The irony of these moments – these times when we don’t think we can take anymore – is that, sometimes, the trauma is just beginning.
As September 11, 2001 went on, we learned that added to the Twin Towers was the Pentagon crash and the crash in a field in Pennsylvania as well. The tragedies just kept piling up. For my mother, the cancer and proceeding surgery turned into a stroke three weeks later. That phone call was, actually, even harder than the first one. The pain in my father’s voice, the uncertainties piled upon uncertainties, the knowledge that, though we’d traveled out to see Mom after her diagnosis in a whirlwind trip of 1.5 days driving out to Eugene, Oregon, 1.5 days with her and then 1.5 days driving back to Minnesota, we wouldn’t be able to join her again, to lend a hand, to comfort and support.
We were alone.
And, of course, when you’re alone and sad you desperately want your mama to be there with you.
There is so much more that could be said about those days and, perhaps, I’ll say them someday. Write them down.

Mom was an excellent seamstress! She made Raggedy Anne or Raggedy Andy – depending on the baby’s gender! – for every grandchild, neice, nephew, great niece or great nephew that was born in our family for years – as well as many friend’s children, too. Sewing has been hard for her since the stroke, so we cherish our raggedies!
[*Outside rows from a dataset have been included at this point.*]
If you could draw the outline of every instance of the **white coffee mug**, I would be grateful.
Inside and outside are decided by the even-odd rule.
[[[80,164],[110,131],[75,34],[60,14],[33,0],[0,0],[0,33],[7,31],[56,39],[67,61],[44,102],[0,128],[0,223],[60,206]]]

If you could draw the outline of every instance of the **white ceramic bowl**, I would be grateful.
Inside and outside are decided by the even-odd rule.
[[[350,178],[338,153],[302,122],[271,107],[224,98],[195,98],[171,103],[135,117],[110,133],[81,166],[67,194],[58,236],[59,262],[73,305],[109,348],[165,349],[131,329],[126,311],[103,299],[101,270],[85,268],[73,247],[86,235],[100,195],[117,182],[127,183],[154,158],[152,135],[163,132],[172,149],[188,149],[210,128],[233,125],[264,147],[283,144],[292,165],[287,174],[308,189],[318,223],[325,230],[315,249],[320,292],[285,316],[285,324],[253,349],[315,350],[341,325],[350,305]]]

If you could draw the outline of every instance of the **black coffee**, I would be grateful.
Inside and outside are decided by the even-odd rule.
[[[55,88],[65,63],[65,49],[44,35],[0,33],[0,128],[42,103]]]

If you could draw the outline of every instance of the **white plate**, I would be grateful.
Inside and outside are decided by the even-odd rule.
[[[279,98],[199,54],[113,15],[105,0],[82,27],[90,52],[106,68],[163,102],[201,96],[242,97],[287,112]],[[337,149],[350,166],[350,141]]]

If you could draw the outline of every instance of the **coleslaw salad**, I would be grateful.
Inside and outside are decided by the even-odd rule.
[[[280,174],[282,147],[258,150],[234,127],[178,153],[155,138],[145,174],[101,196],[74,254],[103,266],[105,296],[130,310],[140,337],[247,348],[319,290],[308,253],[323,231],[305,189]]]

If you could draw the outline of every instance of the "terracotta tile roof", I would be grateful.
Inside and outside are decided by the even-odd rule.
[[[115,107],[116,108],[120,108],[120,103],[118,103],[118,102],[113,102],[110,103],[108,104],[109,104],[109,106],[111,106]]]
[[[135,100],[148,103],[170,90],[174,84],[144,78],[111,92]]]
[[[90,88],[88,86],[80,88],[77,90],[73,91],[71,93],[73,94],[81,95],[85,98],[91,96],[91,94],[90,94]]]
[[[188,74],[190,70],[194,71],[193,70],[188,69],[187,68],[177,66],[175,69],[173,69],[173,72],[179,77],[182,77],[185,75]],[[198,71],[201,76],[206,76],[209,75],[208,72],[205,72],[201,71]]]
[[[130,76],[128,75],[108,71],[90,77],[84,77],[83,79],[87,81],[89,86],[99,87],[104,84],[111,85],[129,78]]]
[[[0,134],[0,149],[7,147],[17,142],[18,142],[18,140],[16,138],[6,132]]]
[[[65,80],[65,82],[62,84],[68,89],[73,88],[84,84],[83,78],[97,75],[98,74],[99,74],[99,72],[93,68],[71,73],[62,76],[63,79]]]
But for now, a few images:
Biscuits with Sawmill gravy, the dish I was making for the first time ever on the day my sister called and which turned out greasy and separated and which stuck in my throat like paste. I never, never, see, hear of, or eat biscuits and gravy now without thinking of that day.
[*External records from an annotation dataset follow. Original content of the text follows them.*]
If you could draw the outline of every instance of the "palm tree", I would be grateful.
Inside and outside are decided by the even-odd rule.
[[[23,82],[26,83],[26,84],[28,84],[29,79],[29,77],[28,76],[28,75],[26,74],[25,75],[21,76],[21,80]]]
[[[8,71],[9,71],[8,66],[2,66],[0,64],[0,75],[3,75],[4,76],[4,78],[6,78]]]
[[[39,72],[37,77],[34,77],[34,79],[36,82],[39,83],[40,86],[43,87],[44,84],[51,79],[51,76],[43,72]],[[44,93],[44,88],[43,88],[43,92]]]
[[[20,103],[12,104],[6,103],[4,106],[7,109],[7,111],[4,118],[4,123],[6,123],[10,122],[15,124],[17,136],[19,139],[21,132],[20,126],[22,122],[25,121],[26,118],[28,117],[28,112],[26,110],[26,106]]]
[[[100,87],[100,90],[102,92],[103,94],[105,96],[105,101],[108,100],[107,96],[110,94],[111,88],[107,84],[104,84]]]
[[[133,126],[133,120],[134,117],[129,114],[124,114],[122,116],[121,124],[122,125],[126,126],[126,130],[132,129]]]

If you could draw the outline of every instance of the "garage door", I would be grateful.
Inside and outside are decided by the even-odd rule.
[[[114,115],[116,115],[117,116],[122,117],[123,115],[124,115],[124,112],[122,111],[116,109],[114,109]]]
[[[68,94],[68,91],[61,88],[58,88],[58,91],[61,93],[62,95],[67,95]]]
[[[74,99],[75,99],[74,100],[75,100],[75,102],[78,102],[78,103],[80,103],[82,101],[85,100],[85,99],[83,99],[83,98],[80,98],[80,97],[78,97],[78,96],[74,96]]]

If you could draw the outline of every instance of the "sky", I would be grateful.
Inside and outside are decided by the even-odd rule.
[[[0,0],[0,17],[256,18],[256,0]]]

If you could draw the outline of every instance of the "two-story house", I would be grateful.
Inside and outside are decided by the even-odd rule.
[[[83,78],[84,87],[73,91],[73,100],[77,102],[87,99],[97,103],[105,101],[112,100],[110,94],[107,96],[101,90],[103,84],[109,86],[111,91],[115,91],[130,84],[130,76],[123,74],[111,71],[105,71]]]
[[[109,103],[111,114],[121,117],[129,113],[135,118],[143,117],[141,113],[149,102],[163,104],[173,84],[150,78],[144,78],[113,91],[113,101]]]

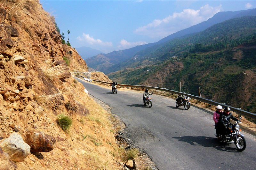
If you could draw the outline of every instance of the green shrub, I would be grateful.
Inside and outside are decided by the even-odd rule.
[[[77,110],[77,107],[75,104],[72,103],[70,101],[68,101],[68,103],[66,103],[65,106],[68,110],[72,112],[76,112]]]
[[[69,65],[69,59],[66,57],[65,56],[63,56],[63,59],[65,61],[65,62],[66,62],[66,64],[67,65]]]
[[[133,159],[139,156],[140,151],[137,149],[132,148],[126,151],[126,155],[128,159]]]
[[[72,119],[68,116],[60,114],[57,116],[56,122],[63,131],[66,132],[72,125]]]

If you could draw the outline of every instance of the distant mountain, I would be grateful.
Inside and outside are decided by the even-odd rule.
[[[81,47],[76,48],[76,49],[82,58],[84,60],[86,58],[96,55],[98,54],[103,53],[99,50],[86,47]]]
[[[164,45],[164,44],[167,43],[169,41],[174,39],[199,32],[214,24],[231,18],[247,16],[256,16],[256,9],[236,11],[220,12],[207,21],[178,31],[163,38],[157,42],[138,46],[118,51],[114,51],[106,54],[101,55],[100,57],[102,58],[102,55],[103,55],[106,60],[105,61],[101,61],[98,63],[96,61],[98,60],[94,59],[97,58],[97,56],[94,56],[89,59],[86,60],[86,61],[89,66],[97,70],[102,71],[105,74],[108,74],[123,69],[127,64],[126,61],[131,59],[135,55],[146,55],[147,53],[150,52],[158,48],[160,46]],[[105,62],[107,63],[103,64]],[[98,67],[98,65],[101,65]],[[98,70],[98,69],[100,70]]]
[[[163,43],[172,40],[173,38],[195,33],[198,33],[204,31],[207,28],[216,24],[224,21],[244,16],[256,16],[256,9],[237,11],[220,12],[215,14],[208,20],[199,24],[190,26],[189,28],[178,31],[164,38],[157,42],[157,43]]]
[[[152,86],[175,90],[181,82],[183,92],[197,95],[200,87],[204,97],[256,112],[255,26],[256,16],[225,21],[165,42],[108,76],[124,84],[150,80]]]

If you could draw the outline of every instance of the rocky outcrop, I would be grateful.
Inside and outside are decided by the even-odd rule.
[[[31,147],[32,152],[46,152],[51,151],[55,147],[55,138],[41,132],[28,130],[25,141]]]
[[[0,146],[3,150],[3,154],[14,161],[22,162],[30,153],[30,146],[16,133],[12,133],[4,140],[0,144]]]
[[[77,106],[76,113],[81,116],[86,116],[90,114],[89,110],[79,102],[76,101],[76,104]]]
[[[132,159],[129,159],[125,164],[126,166],[129,168],[133,168],[133,161]]]

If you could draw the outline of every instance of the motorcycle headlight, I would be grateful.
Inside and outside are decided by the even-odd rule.
[[[236,128],[236,130],[238,130],[239,129],[240,129],[240,127],[239,127],[239,125],[236,125],[235,127],[235,128]]]

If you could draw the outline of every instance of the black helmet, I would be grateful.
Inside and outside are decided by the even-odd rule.
[[[230,112],[230,108],[228,107],[226,107],[224,108],[224,112]]]

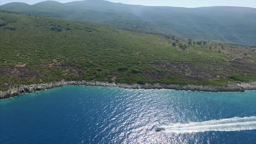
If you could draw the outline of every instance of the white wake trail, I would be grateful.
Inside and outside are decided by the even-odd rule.
[[[234,117],[201,122],[175,124],[162,126],[166,133],[184,133],[207,131],[239,131],[256,130],[256,116]]]

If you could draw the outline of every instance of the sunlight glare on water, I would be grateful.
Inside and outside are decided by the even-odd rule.
[[[65,86],[0,101],[0,143],[253,143],[255,95]]]

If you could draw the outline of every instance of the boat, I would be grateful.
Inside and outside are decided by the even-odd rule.
[[[158,127],[156,129],[157,131],[165,131],[165,128],[164,127]]]

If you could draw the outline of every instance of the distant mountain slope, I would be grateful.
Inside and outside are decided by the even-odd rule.
[[[253,47],[0,13],[0,91],[62,79],[213,86],[256,81]]]
[[[12,3],[1,10],[89,21],[187,38],[256,45],[256,9],[232,7],[187,8],[146,7],[87,0],[33,5]]]
[[[11,3],[1,10],[89,21],[187,38],[256,45],[256,9],[233,7],[187,8],[146,7],[87,0],[33,5]]]

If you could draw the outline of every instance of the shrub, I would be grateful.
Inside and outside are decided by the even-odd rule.
[[[119,72],[125,72],[128,70],[128,68],[126,67],[120,67],[117,69],[117,70]]]

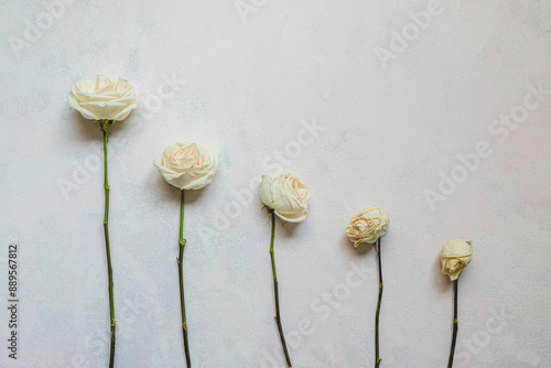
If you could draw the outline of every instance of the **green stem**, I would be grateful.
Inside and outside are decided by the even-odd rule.
[[[276,235],[276,213],[271,210],[272,216],[272,237],[270,243],[270,256],[272,259],[272,270],[273,270],[273,293],[276,295],[276,323],[278,324],[279,336],[281,339],[281,345],[283,345],[283,351],[285,354],[287,365],[292,367],[291,358],[289,357],[289,351],[287,350],[285,336],[283,335],[283,327],[281,326],[281,315],[279,312],[279,293],[278,293],[278,273],[276,272],[276,259],[273,258],[273,238]]]
[[[455,342],[457,340],[457,280],[453,282],[454,284],[454,301],[453,301],[453,337],[452,347],[450,348],[450,360],[447,361],[447,368],[453,366],[453,355],[455,353]]]
[[[105,215],[104,215],[104,232],[105,232],[105,247],[107,253],[107,273],[109,277],[109,311],[111,315],[111,348],[109,354],[109,368],[112,368],[115,365],[115,305],[112,299],[112,268],[111,268],[111,251],[109,248],[109,180],[108,180],[108,171],[107,171],[107,138],[109,132],[107,130],[107,126],[109,120],[101,121],[101,130],[104,131],[104,190],[105,190]]]
[[[179,258],[176,258],[177,262],[177,273],[180,279],[180,305],[182,307],[182,334],[184,336],[184,351],[185,351],[185,361],[187,364],[187,368],[192,366],[192,359],[190,358],[190,345],[187,343],[187,324],[185,322],[185,301],[184,301],[184,271],[182,270],[183,257],[184,257],[184,248],[185,248],[185,239],[184,239],[184,191],[182,190],[182,196],[180,199],[180,253]]]
[[[377,312],[375,314],[375,368],[380,366],[382,360],[379,356],[379,313],[380,313],[380,302],[382,300],[382,267],[380,260],[380,238],[376,243],[377,257],[379,259],[379,300],[377,302]]]

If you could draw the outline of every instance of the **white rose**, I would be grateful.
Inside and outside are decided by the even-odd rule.
[[[201,190],[213,182],[219,154],[198,143],[172,142],[153,164],[170,184],[181,190]]]
[[[112,121],[128,117],[139,99],[127,79],[112,82],[104,75],[78,82],[67,96],[69,109],[77,110],[86,119]]]
[[[346,235],[354,242],[354,247],[360,242],[376,242],[388,230],[390,220],[387,213],[379,207],[361,209],[355,215],[345,229]]]
[[[442,262],[442,274],[447,274],[454,281],[460,272],[473,260],[473,248],[471,241],[452,239],[447,241],[440,252]]]
[[[260,199],[285,221],[302,223],[306,218],[309,188],[293,174],[262,175]]]

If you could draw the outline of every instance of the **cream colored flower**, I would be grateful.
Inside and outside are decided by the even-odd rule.
[[[389,225],[390,220],[382,208],[369,207],[361,209],[350,219],[345,232],[354,242],[354,247],[357,247],[360,242],[376,242],[387,232]]]
[[[96,79],[77,82],[67,102],[69,109],[77,110],[86,119],[120,121],[136,109],[140,97],[127,79],[114,82],[98,75]]]
[[[447,241],[440,252],[442,262],[442,274],[447,274],[454,281],[460,272],[473,260],[473,248],[471,241],[452,239]]]
[[[219,154],[198,143],[172,142],[153,165],[170,184],[181,190],[201,190],[213,182]]]
[[[306,218],[309,188],[291,173],[282,172],[276,177],[262,175],[260,199],[285,221],[302,223]]]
Or this picture: our three-month old wee girl, lying on the hospital bed beside Mom. It was the first time Mom had seen her, and we wondered if it would be the last.

Mom in the hospital – the first time she saw her youngest granddaughter, our youngest child. Even after cancer surgery, it made her smile!
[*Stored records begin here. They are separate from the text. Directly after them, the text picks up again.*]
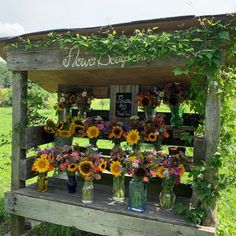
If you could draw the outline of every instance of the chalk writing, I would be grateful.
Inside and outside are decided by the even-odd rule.
[[[106,67],[110,65],[119,65],[124,67],[126,59],[123,56],[112,57],[110,55],[104,55],[100,58],[93,56],[81,55],[80,49],[71,48],[68,55],[62,59],[62,65],[68,67]]]

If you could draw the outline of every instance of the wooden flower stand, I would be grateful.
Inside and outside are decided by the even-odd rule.
[[[136,28],[148,29],[156,25],[160,30],[171,31],[179,25],[190,27],[198,21],[192,17],[173,18],[147,22],[136,22],[114,26],[118,32],[130,34]],[[91,35],[100,28],[78,29],[75,33]],[[67,31],[67,30],[66,30]],[[60,32],[62,34],[66,33]],[[45,32],[30,34],[27,37],[39,40]],[[17,41],[18,38],[13,39]],[[0,42],[0,49],[9,41]],[[79,53],[79,54],[78,54]],[[65,180],[59,177],[49,179],[49,190],[45,193],[36,191],[35,184],[26,186],[26,180],[35,174],[31,171],[34,158],[26,158],[26,150],[53,142],[53,136],[46,134],[43,127],[26,127],[27,105],[23,98],[27,95],[27,80],[36,81],[49,92],[76,91],[87,88],[93,90],[96,98],[110,98],[110,111],[92,111],[88,115],[100,115],[104,120],[109,117],[124,115],[127,118],[137,115],[136,95],[145,86],[162,86],[168,82],[180,82],[189,85],[185,76],[174,76],[173,69],[183,67],[181,58],[169,57],[168,60],[156,60],[152,63],[136,63],[126,65],[107,55],[103,61],[91,63],[96,58],[90,52],[78,52],[71,48],[60,49],[38,48],[25,51],[21,48],[8,51],[0,50],[0,56],[6,59],[8,68],[15,74],[13,80],[13,135],[12,135],[12,177],[11,192],[6,193],[5,207],[11,213],[11,235],[24,233],[24,218],[32,218],[101,235],[215,235],[215,205],[207,209],[208,216],[204,226],[188,223],[184,217],[173,212],[164,212],[158,203],[160,183],[149,187],[148,206],[145,213],[134,213],[127,210],[127,203],[117,204],[111,200],[111,176],[102,178],[95,186],[95,202],[91,205],[81,203],[81,184],[78,193],[69,194]],[[70,60],[69,60],[70,59]],[[90,63],[88,63],[90,60]],[[95,59],[94,59],[95,60]],[[163,145],[193,146],[194,156],[189,166],[212,158],[219,141],[220,105],[216,94],[217,88],[212,86],[206,103],[206,132],[204,137],[194,137],[192,143],[181,140],[181,133],[194,134],[198,122],[197,115],[185,114],[184,126],[175,129],[169,126],[170,138],[163,140]],[[128,110],[118,109],[118,95],[128,96],[132,101],[126,104]],[[167,114],[167,120],[168,120]],[[101,150],[104,154],[109,150]],[[209,174],[209,181],[217,175],[214,170]],[[152,186],[152,187],[151,187]],[[177,202],[190,204],[196,202],[197,195],[189,185],[180,185],[176,189]],[[192,196],[194,198],[192,198]]]

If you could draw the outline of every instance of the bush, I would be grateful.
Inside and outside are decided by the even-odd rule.
[[[12,91],[11,88],[0,89],[0,106],[7,107],[12,105]]]

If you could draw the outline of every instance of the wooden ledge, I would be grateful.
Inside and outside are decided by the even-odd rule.
[[[149,194],[144,213],[127,210],[125,203],[111,199],[111,186],[95,185],[93,204],[81,203],[81,186],[69,194],[66,182],[50,178],[49,190],[36,191],[35,184],[5,195],[5,207],[11,214],[39,221],[74,226],[101,235],[215,235],[215,229],[189,224],[184,217],[160,209],[158,194]],[[188,204],[188,198],[177,197]]]

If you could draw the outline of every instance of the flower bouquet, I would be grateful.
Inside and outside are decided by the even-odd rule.
[[[55,149],[46,148],[37,153],[32,171],[38,173],[37,190],[46,192],[48,190],[48,172],[54,170]]]
[[[83,156],[79,163],[79,173],[84,178],[82,202],[92,203],[94,198],[93,179],[101,179],[100,173],[106,170],[106,161],[98,156]]]
[[[67,188],[69,193],[75,193],[77,187],[78,165],[81,158],[81,153],[78,147],[65,146],[63,151],[55,158],[55,167],[58,172],[65,171],[67,174]]]
[[[155,155],[145,153],[144,155],[131,154],[125,160],[125,169],[133,179],[129,182],[129,204],[128,209],[144,212],[147,202],[147,182],[156,176]]]
[[[179,155],[159,155],[157,176],[162,178],[163,191],[159,195],[160,205],[164,210],[172,210],[175,204],[174,185],[180,183],[184,175],[184,159]]]
[[[153,121],[156,116],[156,107],[160,106],[164,93],[156,87],[138,95],[138,106],[144,111],[146,120]]]

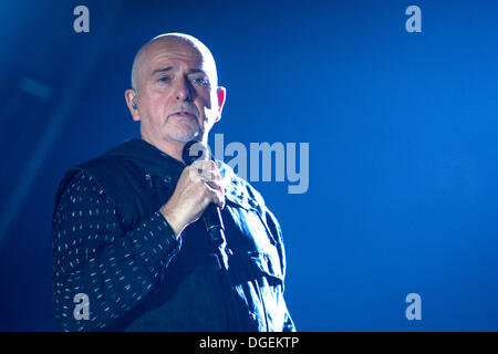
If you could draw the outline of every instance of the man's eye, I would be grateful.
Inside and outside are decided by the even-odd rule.
[[[208,83],[208,81],[205,77],[196,77],[194,79],[194,82],[203,85],[206,85]]]

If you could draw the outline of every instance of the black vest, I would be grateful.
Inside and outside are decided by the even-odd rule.
[[[181,249],[162,281],[113,330],[291,331],[283,301],[286,258],[280,227],[263,199],[226,164],[217,162],[226,185],[222,217],[228,273],[212,257],[201,220],[181,235]],[[128,140],[66,173],[58,202],[74,174],[91,174],[115,205],[124,232],[158,211],[170,198],[185,165],[153,145]]]

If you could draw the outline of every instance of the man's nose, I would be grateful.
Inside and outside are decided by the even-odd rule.
[[[178,80],[175,94],[177,101],[194,101],[194,87],[190,85],[187,77]]]

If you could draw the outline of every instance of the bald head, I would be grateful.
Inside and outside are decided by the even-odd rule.
[[[181,51],[193,58],[199,58],[204,71],[209,76],[212,87],[218,85],[215,59],[209,49],[198,39],[183,33],[165,33],[145,43],[136,53],[132,67],[132,87],[139,90],[143,69],[151,58],[158,52]]]

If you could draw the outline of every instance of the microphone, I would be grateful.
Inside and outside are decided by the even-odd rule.
[[[185,144],[181,152],[181,158],[187,166],[191,165],[195,160],[208,160],[210,159],[210,154],[208,148],[199,140],[190,140]],[[210,204],[206,210],[204,210],[203,219],[206,225],[206,232],[209,237],[210,242],[219,247],[224,244],[225,241],[225,226],[221,218],[221,211],[216,204]]]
Or this: me, sitting in the passenger seat as we drove home, unable to stop crying, desperately trying to capture in words my roiling emotions. The tear-pocked spiral notebook with my scribbled writing that held all the words I managed to get out.
And this: the Columbia River, rolling alongside the highway; the miles and miles of Oregon flying past my window in a benediction of beauty.

Last Christmas we went out to spend the holiday in Washington State with my entire family. It was so great seeing Mom and Dad – and everyone!
And, the image that is above all else, the image that came to me several years before this event, but which always returns in times of crisis:
Me, a wee brown-haired girl, walking along the dirt road by my house where I grew up, holding the hand of a man far larger than I, a man whose face I could not see, but whose love I did not doubt. A man who is far more than a man, who loves me far more than any man ever could.
A man who understands me when all I can say is, “Please help.”
And so, in light of Mother’s Day this Sunday, I say thanks to God for my Mama! I’m so thankful we have her with us still, with her laugher and her sense of humor and her theological discussions and her encouraging words.
I love you, Mom.
**Click on this link for important Colon Cancer information or on this link for colonoscopy information. Now that it’s been five years since mom’s diagnosis and my colonoscopy that followed, I’m due for another this year! Aren’t I lucky! (People without a family history of colon cancer do not have to have colonoscopies as often or as young as I am. Yes, I’m young, thank you very much!) Colonoscopies are the best way to keep yourself from suffering from colon cancer. Just go out and get one if you haven’t yet and you’re over the age of 50. DO IT. No, it’s not the most fun thing you’ll ever do. But it doesn’t compare to getting cancer.